LLM Models¶
4Geeks AI Agents leverages a multi-model architecture through the Private AI Gateway, dynamically selecting the optimal Large Language Model for each interaction. This document provides a detailed breakdown of every model available, how they are used, and how the platform decides which model to use for a given task.
Multi-Model Orchestration¶
The 4Geeks Private AI Gateway does not rely on a single LLM provider.
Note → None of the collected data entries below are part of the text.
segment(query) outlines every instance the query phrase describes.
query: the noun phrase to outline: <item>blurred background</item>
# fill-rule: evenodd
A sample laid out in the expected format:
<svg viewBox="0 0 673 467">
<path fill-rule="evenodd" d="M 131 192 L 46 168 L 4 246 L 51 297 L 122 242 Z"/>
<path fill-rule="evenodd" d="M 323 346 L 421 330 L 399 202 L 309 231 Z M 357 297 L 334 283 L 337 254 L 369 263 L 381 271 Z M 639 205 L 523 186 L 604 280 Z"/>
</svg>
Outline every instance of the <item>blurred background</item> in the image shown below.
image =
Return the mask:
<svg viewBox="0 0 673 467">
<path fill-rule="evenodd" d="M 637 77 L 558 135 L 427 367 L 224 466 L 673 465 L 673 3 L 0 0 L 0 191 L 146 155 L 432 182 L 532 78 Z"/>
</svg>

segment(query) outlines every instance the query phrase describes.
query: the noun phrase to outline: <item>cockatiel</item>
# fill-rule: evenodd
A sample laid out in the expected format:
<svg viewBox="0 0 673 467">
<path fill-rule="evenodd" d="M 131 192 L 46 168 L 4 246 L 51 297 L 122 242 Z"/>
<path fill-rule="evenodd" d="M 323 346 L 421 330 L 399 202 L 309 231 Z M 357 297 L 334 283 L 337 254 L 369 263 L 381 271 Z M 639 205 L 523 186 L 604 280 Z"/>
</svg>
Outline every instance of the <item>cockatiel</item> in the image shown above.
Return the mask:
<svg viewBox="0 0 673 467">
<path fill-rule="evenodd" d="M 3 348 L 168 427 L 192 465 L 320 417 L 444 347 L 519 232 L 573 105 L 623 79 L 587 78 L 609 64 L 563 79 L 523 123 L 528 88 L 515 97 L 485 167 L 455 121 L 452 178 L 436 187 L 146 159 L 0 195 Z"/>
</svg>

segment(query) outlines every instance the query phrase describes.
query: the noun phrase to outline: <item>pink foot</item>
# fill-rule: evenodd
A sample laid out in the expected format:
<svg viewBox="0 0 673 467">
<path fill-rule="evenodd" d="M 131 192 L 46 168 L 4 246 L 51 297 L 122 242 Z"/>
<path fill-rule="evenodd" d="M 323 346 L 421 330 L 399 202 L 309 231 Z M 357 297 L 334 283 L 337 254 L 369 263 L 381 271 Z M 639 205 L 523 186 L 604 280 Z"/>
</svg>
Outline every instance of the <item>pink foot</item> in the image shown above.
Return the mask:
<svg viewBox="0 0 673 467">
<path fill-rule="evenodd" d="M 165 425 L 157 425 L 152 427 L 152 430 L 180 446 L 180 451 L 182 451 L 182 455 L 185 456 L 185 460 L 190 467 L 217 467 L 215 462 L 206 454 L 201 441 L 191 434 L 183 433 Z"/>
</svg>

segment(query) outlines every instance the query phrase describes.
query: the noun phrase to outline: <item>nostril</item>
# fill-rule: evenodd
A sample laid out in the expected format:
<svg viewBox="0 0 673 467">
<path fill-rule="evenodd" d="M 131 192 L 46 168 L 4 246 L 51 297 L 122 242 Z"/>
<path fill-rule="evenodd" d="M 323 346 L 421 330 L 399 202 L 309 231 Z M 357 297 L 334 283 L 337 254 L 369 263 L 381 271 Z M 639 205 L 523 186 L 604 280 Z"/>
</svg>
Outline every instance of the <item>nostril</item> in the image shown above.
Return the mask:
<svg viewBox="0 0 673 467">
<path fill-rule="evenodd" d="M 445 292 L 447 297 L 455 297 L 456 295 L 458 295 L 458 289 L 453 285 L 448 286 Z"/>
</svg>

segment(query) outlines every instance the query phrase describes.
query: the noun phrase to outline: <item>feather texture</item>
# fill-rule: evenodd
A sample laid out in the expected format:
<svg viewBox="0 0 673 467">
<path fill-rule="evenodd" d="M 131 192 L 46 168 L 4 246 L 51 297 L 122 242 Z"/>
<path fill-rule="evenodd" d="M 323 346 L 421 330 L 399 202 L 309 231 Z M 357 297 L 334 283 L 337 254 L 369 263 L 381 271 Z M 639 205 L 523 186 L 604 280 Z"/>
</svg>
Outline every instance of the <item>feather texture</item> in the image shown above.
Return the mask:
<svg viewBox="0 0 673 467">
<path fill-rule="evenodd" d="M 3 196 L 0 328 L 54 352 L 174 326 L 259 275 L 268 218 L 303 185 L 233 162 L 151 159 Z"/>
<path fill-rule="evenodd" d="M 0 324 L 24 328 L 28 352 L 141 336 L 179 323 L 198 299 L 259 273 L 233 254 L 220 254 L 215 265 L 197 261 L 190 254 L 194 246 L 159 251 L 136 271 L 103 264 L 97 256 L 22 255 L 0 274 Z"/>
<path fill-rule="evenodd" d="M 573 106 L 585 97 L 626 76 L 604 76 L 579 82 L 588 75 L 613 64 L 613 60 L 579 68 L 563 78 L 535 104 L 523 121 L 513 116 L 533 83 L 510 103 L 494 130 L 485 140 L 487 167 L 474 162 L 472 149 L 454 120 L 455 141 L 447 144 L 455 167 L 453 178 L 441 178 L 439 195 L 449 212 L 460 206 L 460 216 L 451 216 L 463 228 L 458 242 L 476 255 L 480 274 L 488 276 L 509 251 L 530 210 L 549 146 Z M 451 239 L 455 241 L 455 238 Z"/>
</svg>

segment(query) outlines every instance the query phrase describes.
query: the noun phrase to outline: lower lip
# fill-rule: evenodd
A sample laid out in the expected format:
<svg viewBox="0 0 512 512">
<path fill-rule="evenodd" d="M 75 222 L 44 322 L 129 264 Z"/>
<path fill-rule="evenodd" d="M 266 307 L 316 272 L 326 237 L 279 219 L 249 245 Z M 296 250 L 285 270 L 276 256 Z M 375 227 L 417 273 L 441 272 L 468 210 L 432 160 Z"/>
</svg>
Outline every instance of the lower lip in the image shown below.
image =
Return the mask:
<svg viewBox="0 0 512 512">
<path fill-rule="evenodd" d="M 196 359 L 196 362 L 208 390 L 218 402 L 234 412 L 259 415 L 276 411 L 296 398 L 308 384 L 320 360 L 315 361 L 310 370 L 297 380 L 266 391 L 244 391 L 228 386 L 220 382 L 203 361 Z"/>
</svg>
Instead, it orchestrates across multiple providers to ensure the best combination of quality, speed, and cost for each interaction.
graph LR
subgraph Request["Incoming Request"]
MSG[User Message]
CTX[Context Type]
CFG[Agent Config]
end
subgraph Router["Gateway Router"]
AN[Analyzer]
SEL[Model Selector]
LB[Load Balancer]
FB[Fallback Handler]
end
subgraph Providers["LLM Providers"]
OA[OpenAI]
ANTH[Anthropic]
GOOG[Google]
META[Meta / Llama]
GR[Groq]
end
MSG --> AN
CTX --> AN
CFG --> AN
AN --> SEL
SEL --> LB
LB --> OA
LB --> ANTH
LB --> GOOG
LB --> META
LB --> GR
OA --> FB
ANTH --> FB
GOOG --> FB
META --> FB
GR --> FB How Model Selection Works¶
For every request, the Gateway evaluates several factors:
| Factor | Description |
|---|---|
| Task Type | Text conversation, voice response, website analysis, embedding, or tool execution |
| Latency Requirement | Voice interactions require ultra-low latency; text can tolerate slightly longer processing |
| Complexity | Simple FAQs use lightweight models; complex reasoning tasks use frontier models |
| Agent Configuration | Each agent can specify preferred models or allow dynamic selection |
| Cost Optimization | The gateway prefers cost-effective models when quality requirements are met |
| Provider Health | If a provider is experiencing issues, traffic is automatically rerouted |
| Rate Limits | Requests are distributed across API keys to avoid hitting provider rate limits |
Automatic Fallbacks¶
If the primary model or provider is unavailable, the Gateway automatically falls back to an equivalent model:
graph TD
A[Primary Model Request] --> B{Success?}
B -->|Yes| C[Return Response]
B -->|No - Timeout| D[Try Secondary Model]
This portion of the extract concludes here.